Foto: Fábio Pozzebom/Agência Brasil

“Essas descobertas mostram que uma atenção especial deve ser dada à cobertura do próximo período eleitoral (2022) – que, ao que parece, será pelo menos tão polarizado quanto o anterior”, destaca a ONG Artigo 19.

Desde antes de ser eleito, o presidente Jair Bolsonaro (sem partido) desacredita o processo eleitoral brasileiro. Em 2018, o então candidato chegou a dizer que “não aceitaria” outro resultado das urnas que não fosse sua eleição.

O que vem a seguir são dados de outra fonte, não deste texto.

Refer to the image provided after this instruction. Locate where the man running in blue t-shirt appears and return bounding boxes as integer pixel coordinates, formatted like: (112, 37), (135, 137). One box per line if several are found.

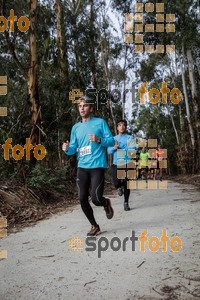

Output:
(62, 97), (114, 236)
(108, 120), (136, 211)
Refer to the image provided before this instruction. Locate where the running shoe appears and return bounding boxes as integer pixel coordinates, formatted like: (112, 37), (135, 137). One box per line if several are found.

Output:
(124, 203), (131, 211)
(104, 198), (114, 219)
(87, 225), (101, 236)
(117, 187), (124, 197)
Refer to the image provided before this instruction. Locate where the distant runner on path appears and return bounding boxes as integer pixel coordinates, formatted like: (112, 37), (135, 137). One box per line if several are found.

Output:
(108, 120), (136, 211)
(62, 97), (115, 236)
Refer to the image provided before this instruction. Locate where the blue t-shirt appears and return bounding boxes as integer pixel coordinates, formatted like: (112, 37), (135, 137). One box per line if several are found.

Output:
(108, 133), (136, 165)
(65, 117), (115, 169)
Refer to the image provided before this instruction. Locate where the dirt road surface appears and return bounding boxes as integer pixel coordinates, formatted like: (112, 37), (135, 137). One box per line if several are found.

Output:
(0, 182), (200, 300)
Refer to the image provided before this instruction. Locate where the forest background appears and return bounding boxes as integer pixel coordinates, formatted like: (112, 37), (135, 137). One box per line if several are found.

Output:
(0, 0), (200, 225)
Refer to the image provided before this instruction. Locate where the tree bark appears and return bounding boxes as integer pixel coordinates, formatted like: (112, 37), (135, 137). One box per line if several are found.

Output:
(27, 0), (41, 164)
(178, 48), (195, 173)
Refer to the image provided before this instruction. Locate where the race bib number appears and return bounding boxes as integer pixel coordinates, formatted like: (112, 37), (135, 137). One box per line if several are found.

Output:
(79, 146), (92, 156)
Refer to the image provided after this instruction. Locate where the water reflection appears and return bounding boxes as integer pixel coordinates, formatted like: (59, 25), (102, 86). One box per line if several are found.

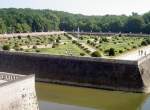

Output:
(36, 83), (150, 110)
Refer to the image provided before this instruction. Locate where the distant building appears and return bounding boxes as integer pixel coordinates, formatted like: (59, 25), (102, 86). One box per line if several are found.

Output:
(0, 72), (39, 110)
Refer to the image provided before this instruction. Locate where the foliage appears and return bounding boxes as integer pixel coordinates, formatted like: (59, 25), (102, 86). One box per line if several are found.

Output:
(91, 51), (102, 57)
(2, 45), (10, 50)
(0, 8), (150, 34)
(109, 48), (115, 56)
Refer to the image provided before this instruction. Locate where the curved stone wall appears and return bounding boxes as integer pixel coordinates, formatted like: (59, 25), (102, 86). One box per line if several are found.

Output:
(0, 51), (145, 92)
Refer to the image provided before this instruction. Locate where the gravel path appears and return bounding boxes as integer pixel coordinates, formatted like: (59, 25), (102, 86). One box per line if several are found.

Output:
(115, 45), (150, 61)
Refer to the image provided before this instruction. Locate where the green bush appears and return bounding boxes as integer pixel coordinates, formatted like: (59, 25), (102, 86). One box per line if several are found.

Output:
(2, 45), (10, 50)
(109, 48), (115, 56)
(91, 51), (102, 57)
(72, 40), (77, 44)
(33, 45), (37, 49)
(36, 49), (40, 53)
(141, 40), (148, 46)
(80, 53), (85, 56)
(119, 50), (123, 53)
(87, 40), (91, 44)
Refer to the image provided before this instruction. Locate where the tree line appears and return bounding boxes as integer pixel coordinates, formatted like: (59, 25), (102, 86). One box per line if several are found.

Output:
(0, 8), (150, 34)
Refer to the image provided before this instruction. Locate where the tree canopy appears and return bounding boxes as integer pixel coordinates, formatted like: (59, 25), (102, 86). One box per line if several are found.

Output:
(0, 8), (150, 34)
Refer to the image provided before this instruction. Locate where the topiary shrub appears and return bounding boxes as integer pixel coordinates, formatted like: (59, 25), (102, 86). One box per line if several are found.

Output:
(36, 49), (40, 53)
(72, 40), (77, 44)
(119, 50), (123, 53)
(109, 48), (115, 56)
(141, 40), (148, 46)
(2, 45), (10, 50)
(91, 51), (102, 57)
(80, 53), (85, 56)
(32, 45), (37, 49)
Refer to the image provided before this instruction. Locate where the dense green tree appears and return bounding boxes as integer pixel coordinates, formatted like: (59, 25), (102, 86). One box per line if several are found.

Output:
(0, 8), (150, 34)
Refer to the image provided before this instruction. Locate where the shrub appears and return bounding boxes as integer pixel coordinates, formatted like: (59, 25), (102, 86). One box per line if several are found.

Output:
(91, 51), (102, 57)
(141, 40), (148, 46)
(72, 40), (77, 44)
(109, 48), (115, 56)
(80, 53), (85, 56)
(119, 50), (123, 53)
(87, 40), (91, 44)
(2, 45), (10, 50)
(132, 45), (137, 49)
(33, 45), (37, 49)
(36, 49), (40, 52)
(18, 36), (21, 39)
(119, 34), (122, 37)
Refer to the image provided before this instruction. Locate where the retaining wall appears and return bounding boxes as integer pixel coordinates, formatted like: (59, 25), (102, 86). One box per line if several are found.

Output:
(0, 51), (150, 92)
(0, 75), (39, 110)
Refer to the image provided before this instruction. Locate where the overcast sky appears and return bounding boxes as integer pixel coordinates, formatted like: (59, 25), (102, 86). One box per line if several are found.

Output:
(0, 0), (150, 15)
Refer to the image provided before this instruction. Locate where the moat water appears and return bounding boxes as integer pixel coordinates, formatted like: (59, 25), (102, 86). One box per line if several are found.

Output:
(36, 83), (150, 110)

Depois de eleito, alegou em março do ano passado que a eleição havia sido fraudada e que ele teria vencido, na verdade, no primeiro turno. Bolsonaro nunca apresentou provas de fraudes nas eleições, apesar das alegações.

No início do ano, Bolsonaro mais uma vez colocou em dúvida a lisura das eleições. Logo após a invasão do Capitólio, sede do Congresso dos Estados Unidos, por manifestantes incitados pelo ex-presidente Donald Trump, Bolsonaro voltou a defender o voto impresso no Brasil.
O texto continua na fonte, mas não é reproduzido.